In the aftershocks of Australia’s defeat of the Springboks on Saturday night, South African rugby supporters have wasted no time in engaging with each other on social media.

They are trying to make sense of just how badly the bottom has fallen out of South African rugby of late. The common threads of the comments in these posts is in relation to just how badly ‘transformation quotas’ have affected our rugby. However in truth the malaise has been there for a long time.

What we have been seeing from the Springboks for some time now is a carcass of a once proud animal which has been rotting from the inside out.

While transformation and hidden political agendas have certainly played their role, what has actually taken place over the last few years is a perfect storm of events.

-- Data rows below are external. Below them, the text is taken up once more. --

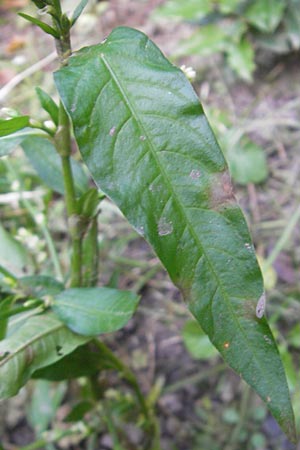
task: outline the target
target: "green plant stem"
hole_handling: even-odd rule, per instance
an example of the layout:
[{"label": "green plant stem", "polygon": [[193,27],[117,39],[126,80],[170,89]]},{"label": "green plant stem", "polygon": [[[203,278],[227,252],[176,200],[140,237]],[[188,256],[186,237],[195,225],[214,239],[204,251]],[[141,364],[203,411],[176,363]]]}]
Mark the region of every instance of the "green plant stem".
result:
[{"label": "green plant stem", "polygon": [[80,230],[80,217],[77,214],[77,199],[75,195],[70,157],[61,156],[61,161],[65,186],[68,227],[72,240],[70,286],[76,287],[81,285],[82,233]]},{"label": "green plant stem", "polygon": [[243,425],[247,418],[250,394],[251,394],[251,388],[249,385],[245,384],[243,386],[243,394],[242,394],[242,400],[241,400],[239,421],[236,424],[236,426],[234,427],[232,434],[229,438],[229,441],[228,441],[226,447],[224,448],[224,450],[235,450],[237,448],[237,446],[240,447],[238,438],[239,438],[240,432],[241,432]]},{"label": "green plant stem", "polygon": [[264,263],[264,268],[267,270],[269,267],[272,266],[272,264],[277,259],[279,253],[282,251],[282,249],[287,244],[289,238],[291,237],[292,232],[294,231],[295,226],[297,225],[297,222],[300,220],[300,205],[298,208],[294,211],[292,214],[292,217],[289,219],[287,226],[285,227],[282,235],[278,239],[278,241],[275,244],[275,247],[273,248],[272,252],[270,253],[269,257]]},{"label": "green plant stem", "polygon": [[5,161],[5,165],[8,169],[8,171],[12,174],[13,179],[18,180],[19,181],[19,194],[20,194],[20,200],[21,203],[23,203],[24,207],[26,208],[26,210],[29,212],[31,218],[33,219],[35,225],[41,230],[44,239],[47,243],[47,247],[49,250],[49,254],[50,254],[50,258],[52,260],[53,266],[54,266],[54,271],[55,271],[55,276],[58,280],[62,281],[63,280],[63,274],[62,274],[62,270],[60,267],[60,262],[58,259],[58,255],[55,249],[55,245],[52,239],[51,234],[49,233],[48,227],[47,225],[44,223],[44,221],[38,221],[37,217],[39,214],[39,211],[32,206],[32,204],[23,196],[23,185],[22,185],[22,181],[21,178],[19,178],[15,172],[15,170],[13,169],[12,165],[10,164],[9,160],[4,160]]}]

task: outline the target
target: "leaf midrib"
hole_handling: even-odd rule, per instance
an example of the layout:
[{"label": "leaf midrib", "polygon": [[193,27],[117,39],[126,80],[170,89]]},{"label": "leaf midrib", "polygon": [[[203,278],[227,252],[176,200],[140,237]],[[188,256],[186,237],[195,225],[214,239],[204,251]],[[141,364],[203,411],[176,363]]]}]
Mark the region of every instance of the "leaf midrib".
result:
[{"label": "leaf midrib", "polygon": [[10,354],[6,358],[4,358],[2,361],[0,361],[0,367],[3,366],[4,364],[7,364],[9,362],[9,360],[18,357],[18,354],[21,351],[24,351],[25,348],[27,348],[30,345],[34,344],[36,341],[40,340],[42,337],[46,337],[48,334],[51,334],[51,333],[53,333],[55,331],[58,331],[60,328],[64,328],[64,327],[65,327],[65,325],[63,323],[59,323],[57,326],[54,326],[53,328],[48,330],[46,333],[40,333],[40,334],[35,335],[29,341],[26,341],[25,344],[23,343],[19,348],[17,348],[13,352],[10,352]]}]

These have drawn together to see Springboks rugby at what is clearly its lowest ebb. This articles attempts to make sense of what has brought exposed Springboks rugby so brutally.

The Jake White effect
Jake White’s four-year tenure at the helm was most notably remembered for two key events – the Tri-Nations Trophy in 2004 and the World Cup of 2007.

The legacy of that is South African coaches appear to have aspired to Jake White’s playing style ever since. Now, 12 years after his initial successes, we are seeing the same blueprint of his tactics in every game that the Springboks play.

One can argue that this is the same style of play the Springboks have doggedly stuck through the de Villiers and Meyer eras and now it seems that Allister Coetzee is towing the company line by instructing his Halves to kick possession away whenever good ball comes their way.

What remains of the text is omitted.